Request for comment: please share your thoughts on this proposed improvement to ECS!
With this improvement, ECS will automate instance and task draining.
Customers can opt-in to automated instance draining for each of their clusters, using the AWS CLI, API, SDK, Cloud Formation, or Console.
For ECS cluster instances that are members of an EC2 Auto Scaling Group (ASG), ECS will set the instance to the DRAINING state whenever the ASG initiates termination of the instance. (The existing behavior of DRAINING is that ECS prevents new tasks from being scheduled for placement on the container instance. Service tasks on the draining container instance that are in the PENDING state are stopped immediately. If there are container instances in the cluster that are available, replacement service tasks are started on them. Service tasks on the container instance that are in the RUNNING state are stopped and replaced according to the service's deployment configuration parameters, minimumHealthyPercent and maximumPercent.)

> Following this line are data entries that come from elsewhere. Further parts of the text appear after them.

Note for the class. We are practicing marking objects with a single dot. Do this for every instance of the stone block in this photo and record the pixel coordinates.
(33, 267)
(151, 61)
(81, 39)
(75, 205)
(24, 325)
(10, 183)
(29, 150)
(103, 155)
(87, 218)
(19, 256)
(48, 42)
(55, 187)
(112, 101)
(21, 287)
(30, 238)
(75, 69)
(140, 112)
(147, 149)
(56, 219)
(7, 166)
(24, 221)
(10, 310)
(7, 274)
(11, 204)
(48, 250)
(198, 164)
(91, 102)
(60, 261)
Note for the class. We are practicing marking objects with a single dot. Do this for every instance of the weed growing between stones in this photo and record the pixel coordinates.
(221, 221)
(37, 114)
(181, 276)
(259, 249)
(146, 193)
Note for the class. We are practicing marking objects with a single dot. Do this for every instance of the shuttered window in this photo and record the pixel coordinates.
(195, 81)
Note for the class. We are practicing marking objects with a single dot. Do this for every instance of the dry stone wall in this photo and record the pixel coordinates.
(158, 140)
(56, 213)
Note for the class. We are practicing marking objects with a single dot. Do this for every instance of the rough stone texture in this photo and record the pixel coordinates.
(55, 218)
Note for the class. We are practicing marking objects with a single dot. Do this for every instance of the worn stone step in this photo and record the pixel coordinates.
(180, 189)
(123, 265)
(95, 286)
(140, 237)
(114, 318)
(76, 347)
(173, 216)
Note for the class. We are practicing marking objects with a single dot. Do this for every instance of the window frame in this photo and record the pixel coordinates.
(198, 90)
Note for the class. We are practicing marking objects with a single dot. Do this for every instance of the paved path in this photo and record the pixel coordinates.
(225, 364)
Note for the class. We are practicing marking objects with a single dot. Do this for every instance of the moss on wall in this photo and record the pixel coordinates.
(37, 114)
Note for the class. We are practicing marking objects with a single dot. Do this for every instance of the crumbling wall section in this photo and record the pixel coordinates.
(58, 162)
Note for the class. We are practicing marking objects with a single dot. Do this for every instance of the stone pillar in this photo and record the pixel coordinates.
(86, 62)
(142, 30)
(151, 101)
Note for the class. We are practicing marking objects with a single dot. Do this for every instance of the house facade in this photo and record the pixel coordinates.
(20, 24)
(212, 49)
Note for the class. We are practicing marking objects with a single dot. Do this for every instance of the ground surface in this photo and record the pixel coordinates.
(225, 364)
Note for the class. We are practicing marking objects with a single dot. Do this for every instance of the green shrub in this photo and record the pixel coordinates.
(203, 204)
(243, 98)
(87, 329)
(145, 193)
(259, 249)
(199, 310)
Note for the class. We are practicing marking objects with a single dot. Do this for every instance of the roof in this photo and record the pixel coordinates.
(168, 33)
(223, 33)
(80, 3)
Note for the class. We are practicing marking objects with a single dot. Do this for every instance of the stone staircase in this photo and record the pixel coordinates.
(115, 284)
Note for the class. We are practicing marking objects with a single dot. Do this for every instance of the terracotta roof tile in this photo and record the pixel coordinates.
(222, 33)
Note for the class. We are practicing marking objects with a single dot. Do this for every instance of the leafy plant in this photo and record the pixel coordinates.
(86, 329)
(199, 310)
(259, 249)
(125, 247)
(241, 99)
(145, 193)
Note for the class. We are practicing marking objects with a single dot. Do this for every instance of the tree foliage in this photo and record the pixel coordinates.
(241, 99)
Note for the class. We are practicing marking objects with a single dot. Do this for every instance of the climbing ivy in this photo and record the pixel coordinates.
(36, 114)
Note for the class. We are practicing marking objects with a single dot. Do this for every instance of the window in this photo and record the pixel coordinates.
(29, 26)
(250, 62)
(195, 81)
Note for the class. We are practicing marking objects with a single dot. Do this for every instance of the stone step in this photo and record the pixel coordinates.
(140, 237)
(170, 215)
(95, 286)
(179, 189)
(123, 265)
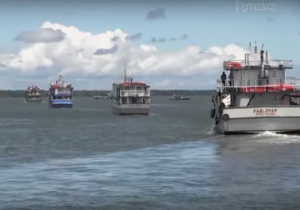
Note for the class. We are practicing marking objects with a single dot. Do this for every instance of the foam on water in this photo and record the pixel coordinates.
(276, 138)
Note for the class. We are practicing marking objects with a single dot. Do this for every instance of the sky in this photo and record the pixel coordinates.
(167, 44)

ECS will prevent the container instance from terminating until all service tasks on the instance have stopped (up to a maximum of 48 hours, based on how ASG instance lifecycle hooks work).
The functionality is similar to what was published in this blog. The main difference is that ECS will automate it for you.

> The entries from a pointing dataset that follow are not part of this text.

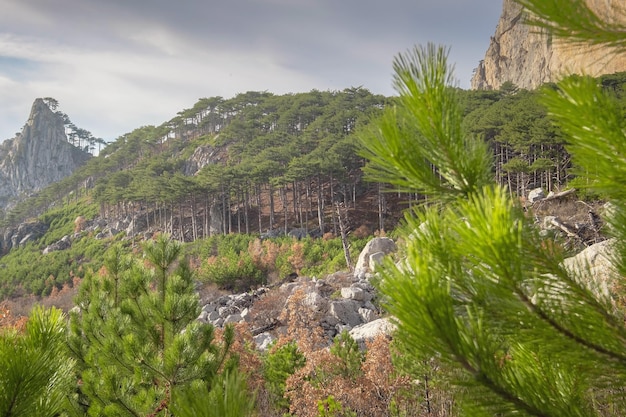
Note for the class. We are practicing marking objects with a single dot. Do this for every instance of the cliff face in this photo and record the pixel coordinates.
(38, 156)
(520, 54)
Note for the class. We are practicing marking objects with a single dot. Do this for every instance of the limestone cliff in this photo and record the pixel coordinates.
(38, 156)
(526, 57)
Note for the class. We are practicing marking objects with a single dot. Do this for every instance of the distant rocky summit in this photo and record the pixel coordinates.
(522, 55)
(38, 156)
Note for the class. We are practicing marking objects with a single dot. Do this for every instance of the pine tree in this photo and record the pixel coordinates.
(478, 288)
(35, 371)
(136, 339)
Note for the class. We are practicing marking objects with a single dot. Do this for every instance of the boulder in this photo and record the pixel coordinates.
(369, 331)
(346, 312)
(355, 293)
(263, 341)
(535, 195)
(375, 247)
(593, 265)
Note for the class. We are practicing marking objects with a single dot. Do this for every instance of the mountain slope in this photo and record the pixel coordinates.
(40, 155)
(520, 54)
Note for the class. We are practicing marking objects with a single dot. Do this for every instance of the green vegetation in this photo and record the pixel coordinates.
(275, 162)
(239, 262)
(136, 341)
(280, 363)
(478, 289)
(35, 370)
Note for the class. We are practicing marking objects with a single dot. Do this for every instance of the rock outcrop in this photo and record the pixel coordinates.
(527, 57)
(38, 156)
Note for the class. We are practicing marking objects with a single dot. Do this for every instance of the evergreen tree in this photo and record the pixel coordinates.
(136, 339)
(478, 288)
(35, 371)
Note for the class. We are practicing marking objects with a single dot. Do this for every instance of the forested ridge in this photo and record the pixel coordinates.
(299, 144)
(487, 314)
(259, 163)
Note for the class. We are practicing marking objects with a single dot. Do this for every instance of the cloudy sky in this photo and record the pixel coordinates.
(115, 65)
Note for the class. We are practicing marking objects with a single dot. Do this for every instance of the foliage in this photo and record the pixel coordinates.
(239, 262)
(478, 288)
(35, 371)
(228, 397)
(278, 365)
(136, 340)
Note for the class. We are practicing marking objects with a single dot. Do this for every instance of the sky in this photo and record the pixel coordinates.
(116, 65)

Yes, this sounds great. Although we can manage removing instances from an ASG, this is painful process to do, especially if the ASG tries to re-balance itself across AZs (when terminating instances in bulk - typically during scale down actions) if the placement policies are set up to do that.
This would be great. I have a slightly gnarly Lambda function triggered by autoscaling termination hooks that loops to SNS over and over until the instance no longer has any tasks running on it and, while it works fine, always makes me a little uncomfortable every time I look at it.
Probably worth raising as a separate feature request but ,in a slightly related thing, I'd also love to see daemonset services be the last to be evicted from a container instance. Right now our log shipper service runs as a daemonset and is one of the first things to be stopped when a container instance is drained, meaning logs for the tasks that are being connection drained from the ALB are now dropped.
We actually use a slightly-modified version of the Lambda solution to do this, would love to see this become standard functionality.
I think we used the blog post to set it up. There were some bugs with the solution that we had to fix. It has been stable and works well, but would be great to have ECS manage this instead of the needed Lambda bolt-on solution.
Take it one step further. Imagine being able to drain instances from Fargate into an ECS instance. This unlocks a number of different opportunities for both cost and density stories.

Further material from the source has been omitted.